L’exemple de la virtualisation : un séisme qui passe inaperçu
Prenons un cas concret : la virtualisation de ton serveur. Sais-tu qu’il y a eu des bouleversements majeurs en 2023 ? Et que l’impact va se faire sentir pendant les 5 prochaines années ?
Tout a commencé quand Broadcom a obtenu l’accord pour racheter VMware. Une valse des tarifs et des accords commerciaux s’en est suivie. Des procès sont encore en cours (comme celui d’Orange contre VMware/Broadcom), mais maintenant, la vision de ton avenir est certaine.
La réalité des chiffres
Lors du renouvellement de ton contrat, ton nouvel abonnement augmentera entre 800 et 1500 %, comme le rapportent les membres du CISPE dans leur rapport détaillé.

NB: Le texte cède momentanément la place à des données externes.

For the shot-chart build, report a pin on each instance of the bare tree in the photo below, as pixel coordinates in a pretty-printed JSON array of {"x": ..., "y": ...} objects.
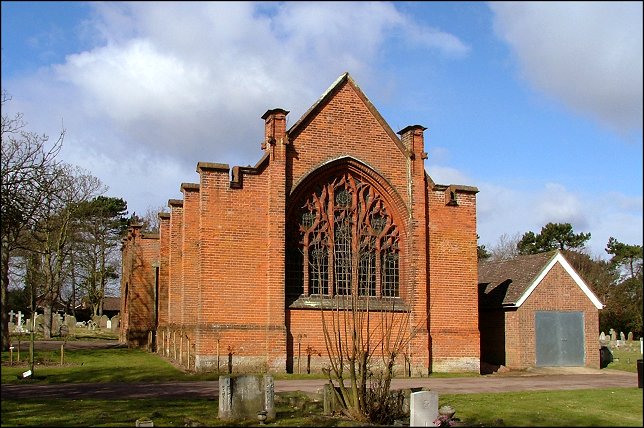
[
  {"x": 350, "y": 252},
  {"x": 52, "y": 234},
  {"x": 28, "y": 169},
  {"x": 506, "y": 247}
]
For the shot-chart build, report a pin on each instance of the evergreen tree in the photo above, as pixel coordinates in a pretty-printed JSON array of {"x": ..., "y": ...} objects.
[{"x": 553, "y": 236}]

Certes, suivant le nombre de serveurs physiques que tu possèdes, le prix par serveur est à relativiser. Pour les PME à partir de 3 serveurs physiques, le prix a augmenté raisonnablement. En dessous, le prix devient exorbitant.
La vraie question
Vas-tu te poser la question du moteur de virtualisation lors de ta prochaine demande de remplacement de serveur ? Ou vas-tu simplement suivre ce que ton prestataire te propose par habitude ?
Les alternatives existent
Proxmox : l’option mature et méconnue
Proxmox est une solution open source qui a maintenant 20 ans d’existence et qui se porte très bien. Peu connue des prestataires, c’est pourtant un produit fiable avec du support disponible. À noter : la solution est européenne, ce qui ne gâche rien dans le contexte actuel.
Nutanix : pour les plus grandes structures
Nutanix existe, mais n’a pas vraiment de prestataires pour les petites PME (moins de 100 postes).
Et d’autres encore…
Il existe encore d’autres choix moins connus, mais pour lesquels il sera encore plus difficile de trouver un prestataire qui accepte de t’accompagner.
Le dernier rebondissement
PS : Broadcom, afin de ne pas perdre son vivier de clients, a relancé la version gratuite de VMware. Un geste commercial… ou un aveu ?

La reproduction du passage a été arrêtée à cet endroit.